March 5, 2012
DSM eyes mergers and acquisitions in 2012
DSM said Wednesday (Feb 29) it is on the lookout for suitable acquisitions in profitable nutrition and life sciences businesses in 2012, despite a gloomy forecast for the year.
The Dutch food and chemicals group which has a war chest of more than EUR2 billion (US$2.64 billion) has transformed its business over the past couple of years, selling off its lower-margin bulk chemicals businesses to concentrate on less cyclical food ingredients and high end plastics.
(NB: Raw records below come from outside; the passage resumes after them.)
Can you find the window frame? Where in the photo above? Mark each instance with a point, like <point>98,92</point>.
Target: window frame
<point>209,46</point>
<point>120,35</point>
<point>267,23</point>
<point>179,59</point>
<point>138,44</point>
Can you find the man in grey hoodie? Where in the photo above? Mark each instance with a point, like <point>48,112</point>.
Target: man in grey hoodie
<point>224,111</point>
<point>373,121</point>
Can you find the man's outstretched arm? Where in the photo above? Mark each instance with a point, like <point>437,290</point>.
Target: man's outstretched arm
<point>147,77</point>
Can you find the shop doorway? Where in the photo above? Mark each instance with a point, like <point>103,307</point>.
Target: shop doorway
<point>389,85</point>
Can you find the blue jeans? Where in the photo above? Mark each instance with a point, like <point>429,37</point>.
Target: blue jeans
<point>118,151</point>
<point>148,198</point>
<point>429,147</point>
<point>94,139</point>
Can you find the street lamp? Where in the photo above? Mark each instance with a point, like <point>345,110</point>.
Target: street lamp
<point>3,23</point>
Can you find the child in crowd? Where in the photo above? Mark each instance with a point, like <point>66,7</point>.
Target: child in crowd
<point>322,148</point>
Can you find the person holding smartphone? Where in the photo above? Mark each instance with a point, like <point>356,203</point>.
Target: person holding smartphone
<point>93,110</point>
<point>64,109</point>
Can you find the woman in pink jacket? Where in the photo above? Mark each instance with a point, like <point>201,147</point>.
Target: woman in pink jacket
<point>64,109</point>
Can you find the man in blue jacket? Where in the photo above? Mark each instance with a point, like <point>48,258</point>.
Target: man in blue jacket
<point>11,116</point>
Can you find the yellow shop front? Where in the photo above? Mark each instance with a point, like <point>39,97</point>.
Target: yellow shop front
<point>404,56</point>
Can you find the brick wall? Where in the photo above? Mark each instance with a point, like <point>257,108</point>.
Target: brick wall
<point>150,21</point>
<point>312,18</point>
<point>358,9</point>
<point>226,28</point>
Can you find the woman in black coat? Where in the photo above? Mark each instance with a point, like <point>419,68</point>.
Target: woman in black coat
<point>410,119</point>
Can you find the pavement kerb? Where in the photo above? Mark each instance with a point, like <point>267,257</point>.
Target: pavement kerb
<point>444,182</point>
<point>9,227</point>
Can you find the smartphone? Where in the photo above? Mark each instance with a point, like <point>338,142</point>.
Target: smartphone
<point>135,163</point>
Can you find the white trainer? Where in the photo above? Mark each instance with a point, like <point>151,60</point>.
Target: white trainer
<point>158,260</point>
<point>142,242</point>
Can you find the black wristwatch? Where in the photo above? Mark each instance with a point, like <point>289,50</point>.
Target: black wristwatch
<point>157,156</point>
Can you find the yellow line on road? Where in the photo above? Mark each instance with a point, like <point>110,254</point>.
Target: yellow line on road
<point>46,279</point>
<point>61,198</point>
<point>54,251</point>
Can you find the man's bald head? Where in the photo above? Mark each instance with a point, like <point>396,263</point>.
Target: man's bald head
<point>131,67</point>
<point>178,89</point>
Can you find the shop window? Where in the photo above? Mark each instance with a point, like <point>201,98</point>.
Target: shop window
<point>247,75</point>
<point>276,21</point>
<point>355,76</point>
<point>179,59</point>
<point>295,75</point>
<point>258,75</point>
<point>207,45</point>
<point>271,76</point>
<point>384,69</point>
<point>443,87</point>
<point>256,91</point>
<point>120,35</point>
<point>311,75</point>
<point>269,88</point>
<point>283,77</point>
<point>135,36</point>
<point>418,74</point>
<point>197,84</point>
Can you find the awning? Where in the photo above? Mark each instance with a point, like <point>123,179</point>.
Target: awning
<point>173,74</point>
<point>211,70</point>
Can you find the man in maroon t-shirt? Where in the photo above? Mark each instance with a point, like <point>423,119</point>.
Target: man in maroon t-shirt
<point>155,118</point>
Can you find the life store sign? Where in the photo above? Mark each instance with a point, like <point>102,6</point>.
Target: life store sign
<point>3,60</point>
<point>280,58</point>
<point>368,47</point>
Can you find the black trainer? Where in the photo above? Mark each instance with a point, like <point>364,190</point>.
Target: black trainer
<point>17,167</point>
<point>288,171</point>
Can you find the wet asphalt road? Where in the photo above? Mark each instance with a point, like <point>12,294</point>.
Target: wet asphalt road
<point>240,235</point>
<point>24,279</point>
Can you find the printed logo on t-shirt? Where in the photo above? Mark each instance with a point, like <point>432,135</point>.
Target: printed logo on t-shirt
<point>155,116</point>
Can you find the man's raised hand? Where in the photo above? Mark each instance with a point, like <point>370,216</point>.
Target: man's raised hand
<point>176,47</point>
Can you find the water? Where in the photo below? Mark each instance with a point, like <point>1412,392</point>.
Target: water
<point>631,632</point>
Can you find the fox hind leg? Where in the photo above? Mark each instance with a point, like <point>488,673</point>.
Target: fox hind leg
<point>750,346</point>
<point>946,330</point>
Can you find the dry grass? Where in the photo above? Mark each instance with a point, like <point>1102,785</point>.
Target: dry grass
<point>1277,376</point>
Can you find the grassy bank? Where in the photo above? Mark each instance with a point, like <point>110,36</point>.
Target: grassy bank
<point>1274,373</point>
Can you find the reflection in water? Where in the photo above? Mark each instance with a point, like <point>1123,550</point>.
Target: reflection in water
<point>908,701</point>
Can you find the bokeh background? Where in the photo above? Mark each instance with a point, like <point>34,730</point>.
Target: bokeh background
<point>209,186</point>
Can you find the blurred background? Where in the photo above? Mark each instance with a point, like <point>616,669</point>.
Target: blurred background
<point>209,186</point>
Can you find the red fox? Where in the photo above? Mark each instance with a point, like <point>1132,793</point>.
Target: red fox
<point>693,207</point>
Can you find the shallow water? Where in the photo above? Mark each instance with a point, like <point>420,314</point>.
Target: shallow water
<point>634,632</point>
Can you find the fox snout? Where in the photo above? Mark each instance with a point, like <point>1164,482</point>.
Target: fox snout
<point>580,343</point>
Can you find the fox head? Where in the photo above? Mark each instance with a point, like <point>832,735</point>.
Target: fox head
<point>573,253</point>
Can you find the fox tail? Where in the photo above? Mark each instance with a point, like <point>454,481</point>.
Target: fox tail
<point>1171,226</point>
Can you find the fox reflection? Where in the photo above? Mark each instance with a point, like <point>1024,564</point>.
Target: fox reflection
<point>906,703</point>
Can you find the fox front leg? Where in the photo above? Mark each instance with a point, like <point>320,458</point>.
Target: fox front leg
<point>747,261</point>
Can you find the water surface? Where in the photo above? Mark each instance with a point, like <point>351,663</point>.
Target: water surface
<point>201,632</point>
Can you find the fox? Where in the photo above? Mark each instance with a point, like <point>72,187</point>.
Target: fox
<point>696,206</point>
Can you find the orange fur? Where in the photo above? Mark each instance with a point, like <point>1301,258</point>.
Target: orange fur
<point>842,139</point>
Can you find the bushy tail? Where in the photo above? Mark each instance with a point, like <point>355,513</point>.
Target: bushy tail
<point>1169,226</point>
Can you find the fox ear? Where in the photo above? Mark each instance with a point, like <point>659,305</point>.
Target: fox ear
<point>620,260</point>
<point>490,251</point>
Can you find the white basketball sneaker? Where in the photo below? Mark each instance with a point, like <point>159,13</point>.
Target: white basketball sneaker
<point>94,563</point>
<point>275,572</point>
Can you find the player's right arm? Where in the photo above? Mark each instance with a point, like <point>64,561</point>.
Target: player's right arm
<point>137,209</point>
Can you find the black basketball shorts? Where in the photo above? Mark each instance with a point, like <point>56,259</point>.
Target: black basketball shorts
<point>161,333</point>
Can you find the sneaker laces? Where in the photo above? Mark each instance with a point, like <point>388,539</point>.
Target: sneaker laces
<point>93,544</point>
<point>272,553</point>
It bought US baby food ingredients maker, Martek for US$1.1 billion in February 2011, and moved into the biofuels market earlier this year announcing a 50-50 joint venture with private US ethanol maker POET, one of the biggest ethanol producers in the world.
The joint venture will produce ethanol on a commercial scale from corn crop residue such as husks and stalks.
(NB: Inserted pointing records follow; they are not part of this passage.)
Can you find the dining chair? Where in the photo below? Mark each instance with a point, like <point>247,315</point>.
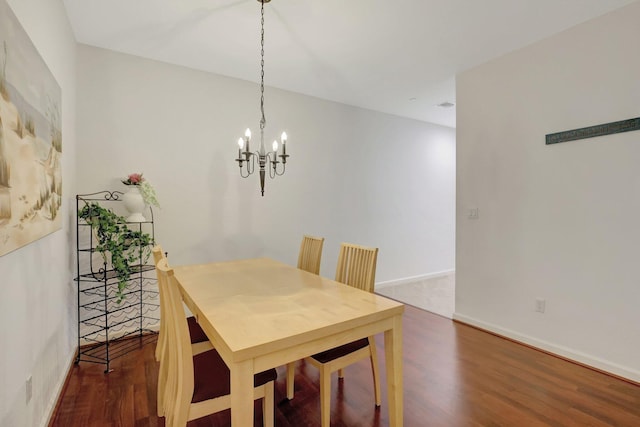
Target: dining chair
<point>308,260</point>
<point>356,267</point>
<point>199,340</point>
<point>199,385</point>
<point>310,254</point>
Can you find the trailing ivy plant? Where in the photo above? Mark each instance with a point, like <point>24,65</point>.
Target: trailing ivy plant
<point>127,248</point>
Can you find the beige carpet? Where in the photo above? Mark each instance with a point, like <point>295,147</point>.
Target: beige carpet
<point>436,294</point>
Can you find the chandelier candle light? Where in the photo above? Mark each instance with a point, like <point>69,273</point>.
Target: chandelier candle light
<point>266,160</point>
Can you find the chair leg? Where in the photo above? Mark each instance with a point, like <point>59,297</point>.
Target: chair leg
<point>267,405</point>
<point>159,344</point>
<point>375,369</point>
<point>291,370</point>
<point>325,396</point>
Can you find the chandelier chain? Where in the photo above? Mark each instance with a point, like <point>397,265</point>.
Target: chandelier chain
<point>262,120</point>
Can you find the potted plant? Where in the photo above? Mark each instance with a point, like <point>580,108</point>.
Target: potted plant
<point>140,195</point>
<point>127,248</point>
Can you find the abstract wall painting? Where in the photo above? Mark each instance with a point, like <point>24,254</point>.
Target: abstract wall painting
<point>30,139</point>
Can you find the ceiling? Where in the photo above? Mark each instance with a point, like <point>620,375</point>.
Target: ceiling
<point>396,56</point>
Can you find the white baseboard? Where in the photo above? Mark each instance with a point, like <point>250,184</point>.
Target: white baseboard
<point>413,279</point>
<point>568,353</point>
<point>51,406</point>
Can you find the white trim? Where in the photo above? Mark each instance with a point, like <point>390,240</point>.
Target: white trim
<point>390,283</point>
<point>603,365</point>
<point>51,406</point>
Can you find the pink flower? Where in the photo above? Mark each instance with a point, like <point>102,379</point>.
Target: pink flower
<point>133,179</point>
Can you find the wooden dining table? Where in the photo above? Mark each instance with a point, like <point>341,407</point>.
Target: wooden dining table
<point>260,314</point>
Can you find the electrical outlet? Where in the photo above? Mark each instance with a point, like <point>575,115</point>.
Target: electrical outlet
<point>29,388</point>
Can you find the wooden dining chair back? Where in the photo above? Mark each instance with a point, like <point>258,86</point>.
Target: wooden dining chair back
<point>199,385</point>
<point>199,340</point>
<point>356,267</point>
<point>310,254</point>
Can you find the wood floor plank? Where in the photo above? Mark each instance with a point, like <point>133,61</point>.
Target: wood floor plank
<point>454,375</point>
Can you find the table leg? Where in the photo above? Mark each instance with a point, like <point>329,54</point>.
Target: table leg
<point>393,354</point>
<point>242,394</point>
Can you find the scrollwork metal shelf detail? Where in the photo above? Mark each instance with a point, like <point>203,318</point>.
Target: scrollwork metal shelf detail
<point>112,325</point>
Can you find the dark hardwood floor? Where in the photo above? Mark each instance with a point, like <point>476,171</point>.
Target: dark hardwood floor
<point>454,375</point>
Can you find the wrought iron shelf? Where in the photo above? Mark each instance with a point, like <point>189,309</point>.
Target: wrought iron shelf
<point>111,323</point>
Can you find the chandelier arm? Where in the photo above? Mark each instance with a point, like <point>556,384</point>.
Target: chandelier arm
<point>284,168</point>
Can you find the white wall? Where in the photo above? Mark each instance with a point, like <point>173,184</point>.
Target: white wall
<point>353,175</point>
<point>37,306</point>
<point>557,222</point>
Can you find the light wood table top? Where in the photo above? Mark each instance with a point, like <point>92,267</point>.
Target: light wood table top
<point>260,314</point>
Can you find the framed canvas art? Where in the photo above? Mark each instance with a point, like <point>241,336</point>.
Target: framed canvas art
<point>30,139</point>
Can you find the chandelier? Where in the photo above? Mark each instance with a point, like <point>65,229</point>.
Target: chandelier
<point>267,161</point>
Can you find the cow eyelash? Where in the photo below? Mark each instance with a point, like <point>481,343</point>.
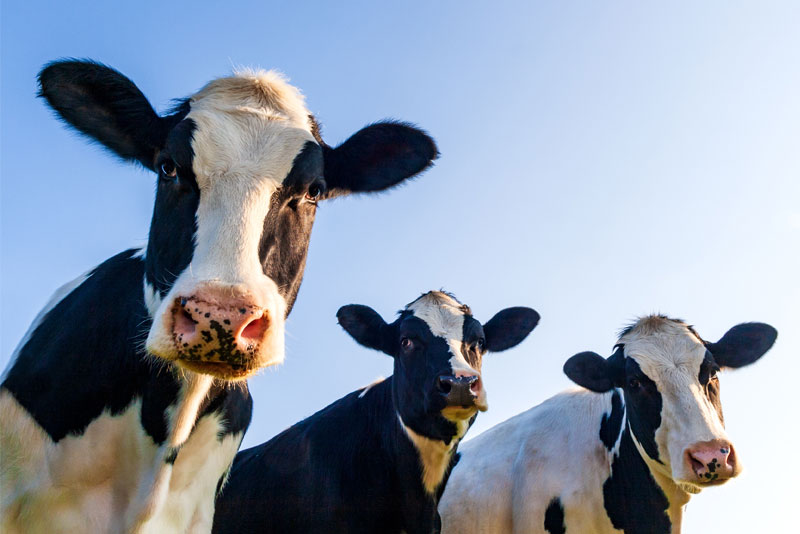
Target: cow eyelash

Earlier on Wednesday, DSM reported fourth-quarter earnings before interest and tax (EBIT) of EUR166 million (US$219.2 million), down 2% on sales of EUR2.23 billion (US$2.95 billion), up 7%.
An analysts poll commissioned by Reuters forecast fourth-quarter EBIT of EUR173 million (US$228.45 million) on sales of EUR2.22 billion (US$2.93billion).
"We are conscious that risks to the macroeconomic global outlook remain, and that weakness in Europe and some of our end-markets, especially building and construction, persists," chief executive Feike Sijbesma said. He said the company was well-placed to achieve its 2013 targets.